Agent Brain: The Context Engine and Local MCP Router
Agent Brain is the memory and routing substrate of the Autonomic ecosystem. It provides every other organ with structured context — not raw LLM prompt stuffing, but filtered, scoped, and ranked retrieval from a durable store.
Architecture
Brain uses a multi-layered storage model. Short-term context lives in an HNSW (Hierarchical Navigable Small World) vector index, filtered by scope, topic, and recency before retrieval. Long-term facts are stored in a SQLite-backed knowledge graph with temporal edges — a fact is a triple of (subject, predicate, object) with valid-from and invalid-at timestamps. This lets memory expire naturally rather than requiring explicit deletion.

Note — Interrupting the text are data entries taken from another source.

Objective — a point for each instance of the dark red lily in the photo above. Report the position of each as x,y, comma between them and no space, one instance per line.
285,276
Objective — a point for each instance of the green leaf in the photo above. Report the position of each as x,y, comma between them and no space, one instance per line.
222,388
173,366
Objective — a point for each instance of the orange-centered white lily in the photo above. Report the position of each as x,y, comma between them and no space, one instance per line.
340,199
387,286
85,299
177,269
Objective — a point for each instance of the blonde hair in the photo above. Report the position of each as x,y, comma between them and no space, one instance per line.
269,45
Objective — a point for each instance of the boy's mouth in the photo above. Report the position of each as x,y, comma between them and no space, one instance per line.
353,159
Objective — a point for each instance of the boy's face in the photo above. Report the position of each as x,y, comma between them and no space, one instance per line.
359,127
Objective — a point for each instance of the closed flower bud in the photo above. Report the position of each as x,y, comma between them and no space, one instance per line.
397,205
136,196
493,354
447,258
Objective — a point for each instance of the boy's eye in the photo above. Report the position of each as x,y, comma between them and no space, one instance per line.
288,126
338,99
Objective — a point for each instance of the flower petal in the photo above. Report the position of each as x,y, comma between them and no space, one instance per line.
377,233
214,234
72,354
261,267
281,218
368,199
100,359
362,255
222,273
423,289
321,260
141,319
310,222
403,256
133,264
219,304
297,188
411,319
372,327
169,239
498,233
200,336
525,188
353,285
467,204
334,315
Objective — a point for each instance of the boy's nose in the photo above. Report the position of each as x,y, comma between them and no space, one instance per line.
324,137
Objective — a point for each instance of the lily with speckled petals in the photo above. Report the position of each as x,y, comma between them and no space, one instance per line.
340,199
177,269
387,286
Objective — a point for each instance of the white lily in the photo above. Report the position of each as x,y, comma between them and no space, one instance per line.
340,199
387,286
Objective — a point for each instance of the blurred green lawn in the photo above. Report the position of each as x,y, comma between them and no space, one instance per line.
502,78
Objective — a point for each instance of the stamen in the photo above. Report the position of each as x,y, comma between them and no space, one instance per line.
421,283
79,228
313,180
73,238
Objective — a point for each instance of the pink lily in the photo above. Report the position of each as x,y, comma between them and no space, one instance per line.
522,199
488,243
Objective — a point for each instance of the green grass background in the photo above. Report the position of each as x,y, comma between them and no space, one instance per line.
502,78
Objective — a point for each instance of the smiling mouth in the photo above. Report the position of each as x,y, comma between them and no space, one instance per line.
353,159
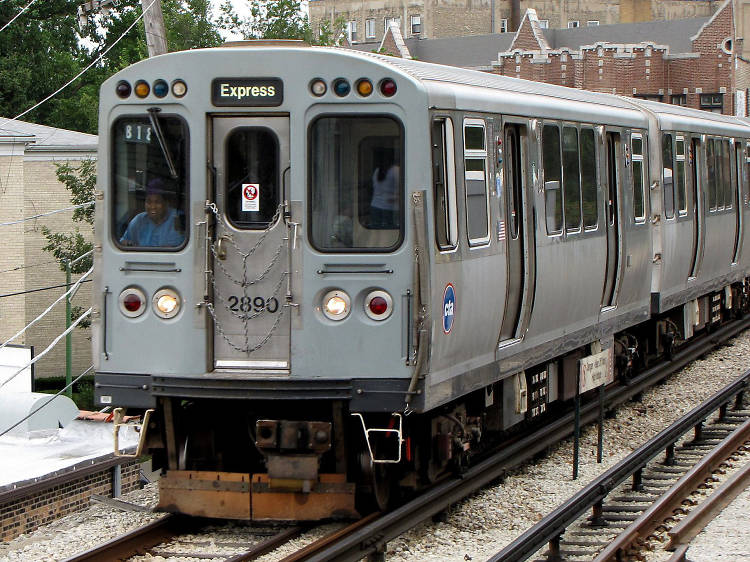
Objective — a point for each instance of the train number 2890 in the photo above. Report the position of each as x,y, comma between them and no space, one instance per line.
250,304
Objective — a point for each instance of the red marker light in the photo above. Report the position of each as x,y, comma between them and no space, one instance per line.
388,87
378,306
132,302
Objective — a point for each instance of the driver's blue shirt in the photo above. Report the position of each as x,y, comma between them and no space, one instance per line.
142,231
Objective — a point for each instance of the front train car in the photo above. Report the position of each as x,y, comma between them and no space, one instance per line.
255,273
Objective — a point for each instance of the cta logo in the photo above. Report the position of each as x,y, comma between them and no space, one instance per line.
449,308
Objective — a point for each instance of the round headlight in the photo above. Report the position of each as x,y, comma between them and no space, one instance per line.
132,302
166,303
318,87
142,88
179,88
378,305
336,305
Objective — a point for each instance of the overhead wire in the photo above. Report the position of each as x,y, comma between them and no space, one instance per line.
86,204
70,291
48,348
23,419
14,18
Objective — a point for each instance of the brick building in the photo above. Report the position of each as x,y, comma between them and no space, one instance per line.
692,62
28,187
367,21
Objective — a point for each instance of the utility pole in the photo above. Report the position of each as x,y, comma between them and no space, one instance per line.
153,20
156,35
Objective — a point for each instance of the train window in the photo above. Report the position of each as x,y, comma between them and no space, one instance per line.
149,182
712,172
639,208
444,184
571,179
588,179
475,175
667,153
679,169
552,178
356,183
726,174
252,159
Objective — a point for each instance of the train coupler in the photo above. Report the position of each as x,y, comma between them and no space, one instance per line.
254,497
141,428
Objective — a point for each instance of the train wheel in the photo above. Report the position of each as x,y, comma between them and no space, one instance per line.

The route_task endpoint is the core primitive. Given a task description and open file list, it returns ranked agents, skills, rules, and memory items under a token budget. This prevents the context bloat that plagues naive RAG: instead of dumping every relevant document into the prompt, brain scores each candidate and selects the top-N that fit the budget.
POST /route_task
{
"user_message": "Fix the failing test in src/parser.rs",
"open_files": ["src/parser.rs", "tests/parser_test.rs"],
"max_tokens": 500,
"limits": { "skills": 3, "memory": 5, "rules": 5, "agents": 2 }
}
Response:
{
"recommended_skills": ["rust-patterns", "rust-testing"],
"relevant_memory": [
{ "topic": "parser-module", "fact": "Parser uses nom 7.0 combinators", "score": 0.89 }
],
"applicable_rules": ["test-before-commit"],
"tokens_used": 420,
"latency_ms": 34
} Standalone Mode
Run agent-brain serve to start an MCP stdio server. This exposes every memory operation — store, retrieve, delete, grep, route — as MCP tools. Any MCP-compatible client (Claude Code, Copilot, Cursor) can use brain as its memory backend without running the full ecosystem.
agent-brain export writes all facts to a portable JSON bundle. agent-brain import restores from one. This makes memory migration between environments a file copy.
The HNSW index is configurable via ~/.agent_brain/config.yaml:
hnsw:
ef_construction: 200
ef_search: 50
m: 16
distance: cosine
storage:
sqlite_path: ~/.agent_brain/memory.db
export_dir: ~/.agent_brain/export/ These parameters follow the standard HNSW tuning trade-offs: higher ef_construction improves recall at the cost of slower inserts, while higher m increases memory usage but produces better graph connectivity.
Integrated Mode
In a full deployment, every organ calls brain’s route_task before acting. Spine queries brain for the rules and skills relevant to each workflow node. Heart triggers periodic GC — deduplicating facts, pruning expired edges, vacuuming the vector index. Nerves publishes memory change events so subscribers can invalidate caches.
Design Decisions
We chose HNSW over flat cosine-similarity search because real deployments accumulate tens of thousands of facts. HNSW gives sub-50ms retrieval at 100K vectors on consumer hardware. The temporal knowledge graph model was chosen over a simple key-value store because AI agents produce inherently relational data — a memory is only meaningful in the context of what task was running, what files were open, what decision was made.
The trade-off is write latency. Inserting a vector and multiple KG edges in a transaction is slower than writing to a flat cache. For brain’s use case this is acceptable — writes are rare, reads are constant. In our benchmark deployment with 50K facts, the p95 read latency is 42ms while p95 write latency is 180ms.